I can do all of this. I can eat the mixed-berry ice cream that my roommate made at home, and I can sing along to Lana Del Rey and Augustana. I can change the wallpaper on my cellphone and desktop, and shift around files and rename folders on my laptop. I can try to hit on the deadbeat barista with a bandana. But all the while my heart beats a dull tattoo beneath my skin: I want you, I want you. Honey, I want you. So bad.

I miss you. You don’t miss me. It’s that simple really, isn’t it?

2:17 am

I watched ‘Moonrise Kingdom’ today. Right before I rewatched ‘Juno’. And earlier in the day I finished watching the second half of ‘Coffee and Cigarettes’ cuz I’d fallen asleep halfway through it last night. So I didn’t really get the point of Coffee and Cigs. Seemed sort’ve like all aesthetic and no substance. I mean it had the coolest cast- you stick Tom freaking Waits in there, he’ll make anything cool. I guess watching Waits and Iggy Pop trying to awkwardly one-up each other had its moments, but those moments mostly revolved around “OMG TOM WAITS” in my head, than anything else. The ‘Cousins?’ sketch was strong, I thought, but it didn’t really have anything else going for it. The boyfriend sort of half assedly recommended it to me, and I was a little annoyed that I didn’t like it, y’know, I really wanted to like it. But yeah. I mean I didn’t see the point at all. It seemed like the kind of movie everyone says they like because everyone says they like it.

‘Moonrise Kingdom’ on the other hand was fantastic. I love Wes Anderson. Every movie I’ve watched by him so far has made me happy. He has a great aesthetic going on, but thankfully that’s not all. And what I love about his movies are how warm they are, despite his heroines who don’t smile. My personal favourite of his films is ‘The Darjeeling Limited’, but I haven’t seen ‘Rushmore’ yet which S. says is absolutely fantastic, and he should know. I’ll watch it soon, I suppose. It’s one of those films that have been lying around on my hard drive forever because I’ve been reluctant to watch them out of this strange feeling that I won’t like them.
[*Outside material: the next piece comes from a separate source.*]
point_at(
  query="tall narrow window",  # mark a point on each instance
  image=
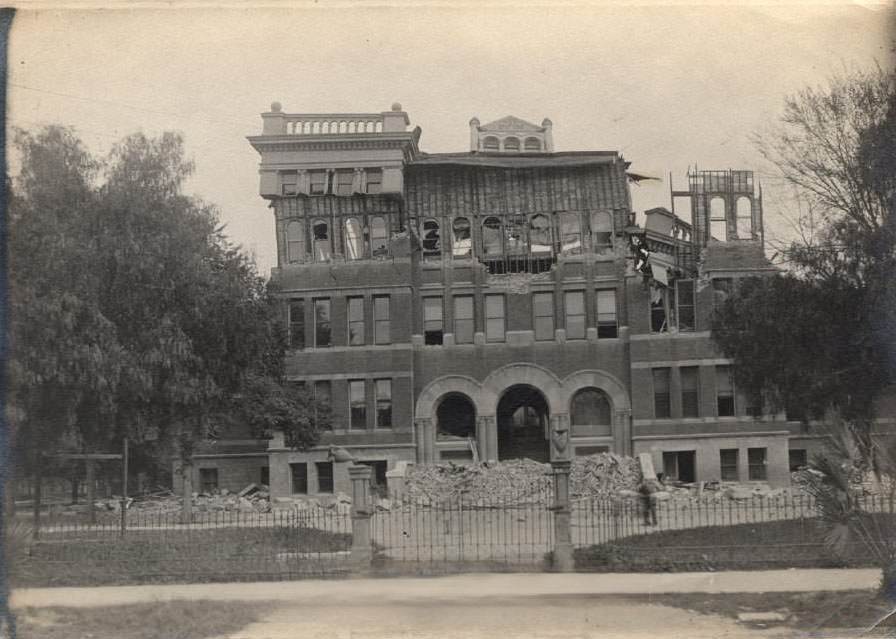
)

‘Juno’ is brilliant, obviously. This time it made me teary instead of providing the usual snarky chuckles. Maybe I’m just PMSing or whatever, but I guess I identify with that bit in the middle- I really need to know that it’s possible for two people to be happy together forever. I guess I just need to believe that true lasting love is possible. I’m only about to turn 21 but I feel like I’m growing up at breakneck speed, and people back home- my best friends at least- have found the person they’re going to stick with- and I don’t even know where I am on that front. It’s just scary to contemplate.

Distance is a bitch. Time is a bitch. Space is a bitch. Life’s a bitch. But it’d suck to be dead, so here we go.